Mais contrairement au Mali, Djantoli essaie de contourner la gratuité des soins accordés aux enfants âgés de zéro à cinq ans en vigueur depuis avril dernier en élargissant son offre à l’ensemble du foyer.

« Le modèle de Djantoli qui permet de prendre en charge 80 % de l’ordonnance quelque soit le nombre de maladies contractées dans le mois suscite un engouement auprès de la population qui peinait auparavant à honorer les frais médicaux. Cela a amélioré le taux de fréquentation de notre formation sanitaire qui atteint désormais 85 % », assure Philippe Tassimbedo.

Le succès de l’approche conforte Djantoli, qui entend maintenant plaider son cas auprès des pouvoirs publics, espérant que le modèle pourra être répliqué à grande échelle.

À Zagtouli, en banlieue de Ouagadougou, 800 enfants sont suivis sur la plateforme. Germaine Zangré, une ménagère de 21 ans, fait consulter régulièrement ses deux enfants grâce à Djantoli. « Depuis que mes enfants sont à Djantoli, ils tombent moins malades. De plus, Djantoli m’aide à avoir les médicaments à bas coût », se réjouit la jeune mère au foyer.

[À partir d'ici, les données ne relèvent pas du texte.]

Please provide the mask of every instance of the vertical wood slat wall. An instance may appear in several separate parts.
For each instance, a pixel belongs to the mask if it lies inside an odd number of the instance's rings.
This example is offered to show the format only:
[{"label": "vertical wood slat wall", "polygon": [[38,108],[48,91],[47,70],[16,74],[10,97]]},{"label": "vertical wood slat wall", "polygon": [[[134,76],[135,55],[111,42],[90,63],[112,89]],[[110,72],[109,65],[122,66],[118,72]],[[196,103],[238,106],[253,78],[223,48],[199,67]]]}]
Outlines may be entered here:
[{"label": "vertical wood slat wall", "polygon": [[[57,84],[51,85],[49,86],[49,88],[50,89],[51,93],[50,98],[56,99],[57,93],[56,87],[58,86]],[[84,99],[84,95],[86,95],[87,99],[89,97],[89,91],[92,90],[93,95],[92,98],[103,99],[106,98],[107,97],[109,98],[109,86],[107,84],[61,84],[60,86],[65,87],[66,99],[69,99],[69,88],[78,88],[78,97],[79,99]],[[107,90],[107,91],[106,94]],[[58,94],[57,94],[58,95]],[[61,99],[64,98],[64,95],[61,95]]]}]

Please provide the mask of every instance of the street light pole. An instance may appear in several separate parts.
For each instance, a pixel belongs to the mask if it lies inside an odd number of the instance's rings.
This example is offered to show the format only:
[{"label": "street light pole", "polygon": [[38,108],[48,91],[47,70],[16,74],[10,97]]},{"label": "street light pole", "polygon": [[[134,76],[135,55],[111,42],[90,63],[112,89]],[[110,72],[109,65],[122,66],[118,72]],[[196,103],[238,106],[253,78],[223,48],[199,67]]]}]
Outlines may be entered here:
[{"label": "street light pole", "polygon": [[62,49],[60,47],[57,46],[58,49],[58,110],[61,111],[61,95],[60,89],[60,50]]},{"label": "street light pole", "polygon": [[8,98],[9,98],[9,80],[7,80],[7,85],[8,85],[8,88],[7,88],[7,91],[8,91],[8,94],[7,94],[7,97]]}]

Seule une petite part des coûts de fonctionnement couverts par les cotisations

Avec seulement 30 % de ses coûts de fonctionnement couverts par les cotisations (72 000 euros par an, selon une estimation de Jeune Afrique se basant sur une cotisation moyenne par famille d’un euro par mois), Djantoli doit encore affiner son modèle économique. L’association dispose d’un budget annuel de 450 000 euros, pourvu à 80 % par des donateurs tels que les fondations Merieux, Caritas, Pierre Fabre et Sanofi Espoir.